Introduction
I am tempted to ape Kuhn, or Marx, and describe the history of art as a succession of paradigms, the last and most triumphant of which, no one may doubt, is video games.
The comparisons with poetry, theater and film are strong, not least for historical reasons. Video games is as ubiquitous, amorphous, dangerous, sexy, debilitating and overwhelming as its predecessors; it has all the hallmarks of a promising medium.
Some observers characterize video games as the culmination of centuries of human development. John Sharp observes a gradual movement of society, like a great leviathan, from a primarily static and visual culture to a dynamic, ludic one. Systems thinking is in vogue.
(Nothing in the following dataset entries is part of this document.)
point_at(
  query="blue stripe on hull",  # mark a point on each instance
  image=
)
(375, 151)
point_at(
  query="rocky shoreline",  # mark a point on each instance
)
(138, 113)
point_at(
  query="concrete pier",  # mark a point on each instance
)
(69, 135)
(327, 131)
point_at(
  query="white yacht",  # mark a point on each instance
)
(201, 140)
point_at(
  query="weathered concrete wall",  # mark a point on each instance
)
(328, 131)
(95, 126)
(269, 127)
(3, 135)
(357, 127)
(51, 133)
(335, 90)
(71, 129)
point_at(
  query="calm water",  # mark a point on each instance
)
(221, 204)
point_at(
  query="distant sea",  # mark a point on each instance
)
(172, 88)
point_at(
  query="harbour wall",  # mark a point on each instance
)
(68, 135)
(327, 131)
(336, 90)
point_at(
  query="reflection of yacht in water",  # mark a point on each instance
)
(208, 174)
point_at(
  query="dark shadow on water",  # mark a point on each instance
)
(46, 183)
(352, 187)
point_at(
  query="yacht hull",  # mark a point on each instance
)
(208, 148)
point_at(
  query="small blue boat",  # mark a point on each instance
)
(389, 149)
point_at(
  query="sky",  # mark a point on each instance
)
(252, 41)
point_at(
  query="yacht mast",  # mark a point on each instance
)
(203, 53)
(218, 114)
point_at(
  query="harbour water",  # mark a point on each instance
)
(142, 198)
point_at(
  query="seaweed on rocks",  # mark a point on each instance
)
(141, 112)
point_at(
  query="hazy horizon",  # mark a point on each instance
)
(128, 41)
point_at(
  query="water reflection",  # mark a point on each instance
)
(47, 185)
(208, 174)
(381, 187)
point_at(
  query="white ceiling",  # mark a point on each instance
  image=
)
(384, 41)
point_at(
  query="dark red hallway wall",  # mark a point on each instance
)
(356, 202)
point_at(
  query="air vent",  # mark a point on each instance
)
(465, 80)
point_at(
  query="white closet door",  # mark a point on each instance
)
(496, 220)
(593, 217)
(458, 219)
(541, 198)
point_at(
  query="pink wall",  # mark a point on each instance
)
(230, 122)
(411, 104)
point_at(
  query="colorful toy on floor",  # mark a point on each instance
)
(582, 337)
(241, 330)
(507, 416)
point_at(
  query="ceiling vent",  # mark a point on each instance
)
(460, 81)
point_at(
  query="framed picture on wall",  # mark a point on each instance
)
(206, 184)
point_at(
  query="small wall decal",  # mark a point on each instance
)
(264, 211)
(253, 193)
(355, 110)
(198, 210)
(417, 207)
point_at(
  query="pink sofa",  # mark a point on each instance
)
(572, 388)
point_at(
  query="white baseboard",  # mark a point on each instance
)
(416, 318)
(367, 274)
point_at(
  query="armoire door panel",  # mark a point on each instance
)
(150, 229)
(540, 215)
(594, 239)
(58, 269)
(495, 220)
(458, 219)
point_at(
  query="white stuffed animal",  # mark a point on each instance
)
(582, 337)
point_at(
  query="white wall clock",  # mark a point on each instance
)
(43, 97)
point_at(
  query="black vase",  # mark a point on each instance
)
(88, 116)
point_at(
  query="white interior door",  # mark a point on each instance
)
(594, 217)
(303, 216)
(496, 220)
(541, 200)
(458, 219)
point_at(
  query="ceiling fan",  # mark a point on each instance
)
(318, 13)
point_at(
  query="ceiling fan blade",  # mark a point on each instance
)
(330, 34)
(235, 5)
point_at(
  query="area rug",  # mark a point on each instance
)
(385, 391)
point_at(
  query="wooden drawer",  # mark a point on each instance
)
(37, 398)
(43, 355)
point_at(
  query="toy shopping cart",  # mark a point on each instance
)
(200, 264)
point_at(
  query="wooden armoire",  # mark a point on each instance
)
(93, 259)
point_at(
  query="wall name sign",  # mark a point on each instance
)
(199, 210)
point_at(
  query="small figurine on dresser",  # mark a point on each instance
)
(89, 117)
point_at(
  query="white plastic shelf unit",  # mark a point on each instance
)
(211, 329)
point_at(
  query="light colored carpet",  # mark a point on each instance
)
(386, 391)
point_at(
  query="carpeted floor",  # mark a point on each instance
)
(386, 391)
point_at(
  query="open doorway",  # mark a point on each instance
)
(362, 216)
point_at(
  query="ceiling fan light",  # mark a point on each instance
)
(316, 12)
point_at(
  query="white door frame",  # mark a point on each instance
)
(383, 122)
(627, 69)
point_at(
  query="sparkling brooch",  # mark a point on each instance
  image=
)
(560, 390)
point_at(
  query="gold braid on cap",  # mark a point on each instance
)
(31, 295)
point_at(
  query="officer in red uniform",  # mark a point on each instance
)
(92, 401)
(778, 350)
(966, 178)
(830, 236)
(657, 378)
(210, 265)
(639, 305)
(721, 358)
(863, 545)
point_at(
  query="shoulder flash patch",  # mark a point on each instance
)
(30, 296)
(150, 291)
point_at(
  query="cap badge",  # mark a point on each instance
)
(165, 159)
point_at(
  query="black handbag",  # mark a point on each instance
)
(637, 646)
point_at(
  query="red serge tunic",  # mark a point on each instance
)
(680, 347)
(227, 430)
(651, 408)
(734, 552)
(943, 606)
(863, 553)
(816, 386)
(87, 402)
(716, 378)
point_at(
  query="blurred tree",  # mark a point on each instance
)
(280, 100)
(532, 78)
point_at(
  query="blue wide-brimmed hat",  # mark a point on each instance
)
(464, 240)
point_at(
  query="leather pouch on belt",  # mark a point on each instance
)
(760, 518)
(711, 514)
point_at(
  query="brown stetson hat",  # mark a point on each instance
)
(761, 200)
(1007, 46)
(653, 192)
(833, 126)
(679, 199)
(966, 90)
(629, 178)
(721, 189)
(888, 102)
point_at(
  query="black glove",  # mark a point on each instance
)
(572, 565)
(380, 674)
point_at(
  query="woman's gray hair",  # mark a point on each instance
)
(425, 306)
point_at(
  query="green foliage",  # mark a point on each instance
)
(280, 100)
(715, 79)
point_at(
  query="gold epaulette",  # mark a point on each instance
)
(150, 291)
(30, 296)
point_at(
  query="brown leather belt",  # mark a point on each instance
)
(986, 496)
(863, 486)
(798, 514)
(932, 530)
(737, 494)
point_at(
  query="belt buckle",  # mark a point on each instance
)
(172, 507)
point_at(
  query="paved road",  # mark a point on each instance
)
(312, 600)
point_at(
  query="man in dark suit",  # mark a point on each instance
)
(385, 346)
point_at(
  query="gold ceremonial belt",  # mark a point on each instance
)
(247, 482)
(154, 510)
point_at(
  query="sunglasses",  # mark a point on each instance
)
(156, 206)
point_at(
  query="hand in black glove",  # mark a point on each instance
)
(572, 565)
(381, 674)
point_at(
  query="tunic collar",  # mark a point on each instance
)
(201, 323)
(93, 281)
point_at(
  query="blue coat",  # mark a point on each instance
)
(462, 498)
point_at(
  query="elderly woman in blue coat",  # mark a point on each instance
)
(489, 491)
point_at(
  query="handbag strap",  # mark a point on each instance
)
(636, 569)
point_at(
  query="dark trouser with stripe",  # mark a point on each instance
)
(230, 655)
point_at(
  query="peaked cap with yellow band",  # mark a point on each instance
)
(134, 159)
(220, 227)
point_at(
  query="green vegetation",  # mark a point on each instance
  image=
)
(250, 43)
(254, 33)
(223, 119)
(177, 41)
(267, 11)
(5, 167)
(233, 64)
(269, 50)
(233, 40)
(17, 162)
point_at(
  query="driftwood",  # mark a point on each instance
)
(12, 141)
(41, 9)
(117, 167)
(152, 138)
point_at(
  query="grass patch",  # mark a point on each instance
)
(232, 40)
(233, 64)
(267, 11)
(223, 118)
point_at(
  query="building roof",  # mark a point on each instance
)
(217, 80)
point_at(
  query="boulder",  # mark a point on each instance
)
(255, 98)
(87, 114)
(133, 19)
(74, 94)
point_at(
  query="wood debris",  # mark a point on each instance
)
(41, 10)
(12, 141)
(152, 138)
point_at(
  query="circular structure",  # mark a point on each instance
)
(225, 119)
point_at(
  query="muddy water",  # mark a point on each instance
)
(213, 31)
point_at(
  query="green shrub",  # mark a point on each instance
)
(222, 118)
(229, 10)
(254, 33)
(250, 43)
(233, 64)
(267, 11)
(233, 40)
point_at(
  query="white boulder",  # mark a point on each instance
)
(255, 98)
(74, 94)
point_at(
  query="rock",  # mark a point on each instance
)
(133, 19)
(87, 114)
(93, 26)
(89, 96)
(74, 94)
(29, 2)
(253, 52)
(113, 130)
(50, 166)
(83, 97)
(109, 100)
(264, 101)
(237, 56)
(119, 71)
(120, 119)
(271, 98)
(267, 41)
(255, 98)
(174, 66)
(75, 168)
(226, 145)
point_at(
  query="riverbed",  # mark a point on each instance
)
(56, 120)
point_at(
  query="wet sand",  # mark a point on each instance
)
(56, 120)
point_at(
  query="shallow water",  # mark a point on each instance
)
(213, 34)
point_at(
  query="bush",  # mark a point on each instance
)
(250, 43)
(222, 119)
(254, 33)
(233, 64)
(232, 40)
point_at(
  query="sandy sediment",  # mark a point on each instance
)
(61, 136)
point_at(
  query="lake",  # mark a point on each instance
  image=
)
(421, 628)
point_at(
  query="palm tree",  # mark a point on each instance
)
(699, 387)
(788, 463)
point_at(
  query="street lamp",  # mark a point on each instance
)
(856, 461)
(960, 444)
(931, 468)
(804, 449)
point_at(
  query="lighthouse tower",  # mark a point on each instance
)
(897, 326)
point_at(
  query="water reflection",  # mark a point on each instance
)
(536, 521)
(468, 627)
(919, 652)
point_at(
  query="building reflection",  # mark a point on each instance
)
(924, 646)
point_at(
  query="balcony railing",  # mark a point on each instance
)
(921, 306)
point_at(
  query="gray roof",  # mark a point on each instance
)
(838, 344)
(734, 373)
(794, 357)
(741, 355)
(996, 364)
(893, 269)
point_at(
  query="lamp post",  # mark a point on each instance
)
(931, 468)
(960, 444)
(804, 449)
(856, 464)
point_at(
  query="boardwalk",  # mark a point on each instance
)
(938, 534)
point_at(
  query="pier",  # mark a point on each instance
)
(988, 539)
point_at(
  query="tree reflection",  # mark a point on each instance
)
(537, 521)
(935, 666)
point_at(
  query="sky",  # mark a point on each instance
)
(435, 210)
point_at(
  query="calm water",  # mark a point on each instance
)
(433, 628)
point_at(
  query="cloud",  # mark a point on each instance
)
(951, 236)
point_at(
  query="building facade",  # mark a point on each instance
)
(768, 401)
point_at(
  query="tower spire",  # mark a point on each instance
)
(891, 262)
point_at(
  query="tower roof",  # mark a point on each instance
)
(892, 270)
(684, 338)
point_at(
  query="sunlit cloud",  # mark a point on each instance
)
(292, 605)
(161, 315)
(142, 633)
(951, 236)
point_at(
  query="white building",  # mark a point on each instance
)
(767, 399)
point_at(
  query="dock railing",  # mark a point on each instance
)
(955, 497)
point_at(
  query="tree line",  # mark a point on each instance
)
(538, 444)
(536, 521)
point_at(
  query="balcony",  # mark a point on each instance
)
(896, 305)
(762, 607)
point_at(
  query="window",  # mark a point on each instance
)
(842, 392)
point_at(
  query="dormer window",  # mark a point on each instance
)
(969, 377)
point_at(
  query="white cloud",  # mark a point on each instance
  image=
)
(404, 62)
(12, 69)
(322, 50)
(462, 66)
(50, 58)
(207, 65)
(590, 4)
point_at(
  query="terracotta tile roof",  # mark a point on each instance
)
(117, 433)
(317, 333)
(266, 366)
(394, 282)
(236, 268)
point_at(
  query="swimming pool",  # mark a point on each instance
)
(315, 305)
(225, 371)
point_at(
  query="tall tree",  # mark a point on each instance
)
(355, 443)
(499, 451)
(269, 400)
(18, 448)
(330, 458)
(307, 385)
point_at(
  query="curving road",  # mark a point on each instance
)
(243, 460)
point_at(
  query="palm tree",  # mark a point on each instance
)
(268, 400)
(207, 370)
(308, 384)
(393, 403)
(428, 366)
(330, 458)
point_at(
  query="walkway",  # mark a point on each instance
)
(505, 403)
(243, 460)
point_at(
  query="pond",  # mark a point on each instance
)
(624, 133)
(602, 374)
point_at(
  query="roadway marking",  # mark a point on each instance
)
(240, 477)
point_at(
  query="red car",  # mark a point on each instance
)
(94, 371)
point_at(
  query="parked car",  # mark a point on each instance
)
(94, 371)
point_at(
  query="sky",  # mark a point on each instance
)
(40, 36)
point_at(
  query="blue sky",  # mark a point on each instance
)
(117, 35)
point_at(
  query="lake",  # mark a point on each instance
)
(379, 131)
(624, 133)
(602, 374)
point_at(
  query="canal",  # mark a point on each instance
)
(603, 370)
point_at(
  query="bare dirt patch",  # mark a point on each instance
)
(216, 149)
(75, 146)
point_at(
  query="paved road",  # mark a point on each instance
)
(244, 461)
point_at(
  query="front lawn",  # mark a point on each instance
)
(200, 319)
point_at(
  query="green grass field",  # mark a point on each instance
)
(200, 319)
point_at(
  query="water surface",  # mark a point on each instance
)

Such analyses are stimulating, but they are not of immediate interest to me.
My own vision is no more modest, if less dramatically put. Video games can agitate powerful messages, thoughts and emotions. It can teach us about new things, help us to understand each other, and grant us greater self-knowledge. Video games is worth talking about.
It is worth getting excited about in itself. It isn't interesting for being a corollary of film, or for being culturally relevant right now. Our relationship with video games is infinitely more visceral and immediate than that. Let's do it justice. Let's not get excited because it's the right time to get excited. Let's just want to play.
The future is unclear, but I love video games, and I'm going to talk about it.